If possible, Cully reddened even more. “I see myself as a professional, Mr. Boone.”
“Huck, okay?”
He nodded. “Yes, sir.”
No way, Huck thought, was Cully O’Dell a half-crazy vigilante mercenary willing to break the law and torture, even murder. He was just a kid from Virginia who wanted to make a respectable living. If the shit hit the fan, O’Dell wouldn’t be backup or an enemy-he’d be someone Huck needed to protect.
Unless all his instincts were wrong and the kid was plotting to kill him in his sleep.
This was no time to start questioning his instincts, Huck thought, then washed up and put on a fresh shirt for the big meeting.
17
Quinn decided she couldn’t go back to Washington without making herself get out on the water. She didn’t want Alicia’s death to keep her from kayaking. She had to get back out there. She dragged her second kayak, a dark green, down to the cove and shoved off smoothly. The water was colder than she’d anticipated, but the sky was bright and clear and the light chop just enough to be exhilarating.

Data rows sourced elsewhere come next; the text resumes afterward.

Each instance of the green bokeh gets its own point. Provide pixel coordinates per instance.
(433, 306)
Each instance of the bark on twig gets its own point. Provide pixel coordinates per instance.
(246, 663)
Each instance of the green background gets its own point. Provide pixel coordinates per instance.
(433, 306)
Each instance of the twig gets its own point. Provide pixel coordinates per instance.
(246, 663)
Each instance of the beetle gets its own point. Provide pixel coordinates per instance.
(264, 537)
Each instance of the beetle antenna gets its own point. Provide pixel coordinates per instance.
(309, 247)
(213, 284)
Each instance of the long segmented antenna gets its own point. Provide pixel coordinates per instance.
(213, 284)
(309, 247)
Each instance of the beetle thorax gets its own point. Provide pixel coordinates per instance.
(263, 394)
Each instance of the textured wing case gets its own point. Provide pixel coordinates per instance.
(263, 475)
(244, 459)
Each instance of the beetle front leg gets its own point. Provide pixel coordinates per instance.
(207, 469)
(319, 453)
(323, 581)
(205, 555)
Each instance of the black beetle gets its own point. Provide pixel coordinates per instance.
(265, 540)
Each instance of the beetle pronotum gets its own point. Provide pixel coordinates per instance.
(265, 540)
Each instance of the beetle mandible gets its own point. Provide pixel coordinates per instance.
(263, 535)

With the osprey pair circling overhead, she gave their sprawling nest wide berth and headed north along the marsh, up toward the Crawford compound. As she dipped her paddle into the soft water, she quieted her mind and listened to the gentle breeze in the marsh grasses and trees and the light lap of bay against kayak. A two-hundred-mile estuary, where saltwater met fresh water, Chesapeake Bay played host to more than three thousand species of plants and animals and, with its inlets and islands, had more than eleven thousand miles of shoreline. Sixteen million people lived within the bay region. Pollution, erosion, competition for resources and space were fierce, the delicate ecological balance constantly threatened and yet-always there was hope for a better future.
Feeling more positive, Quinn continued along to the southern edge of the Crawford compound, her muscles tight after the tension of the past two days. Cold bay water splashed into her boat. She was wet up to her thighs. She’d put on water shoes and a bright yellow life vest, with a whistle secured to a zippered pocket, but she was wearing jeans. Although she should have worn a wetsuit, she didn’t expect to be out long. She’d be back at her cottage before she got really cold.
Peering past the barbed-wire fence, she saw the graceful old house that was now headquarters for Breakwater Security and noticed a new building-classrooms, she recalled from local gossip. The tactical facilities-shooting ranges, simulation environments and defensive-driving courses-were farther inland, not right where Oliver Crawford could see them from his front porch.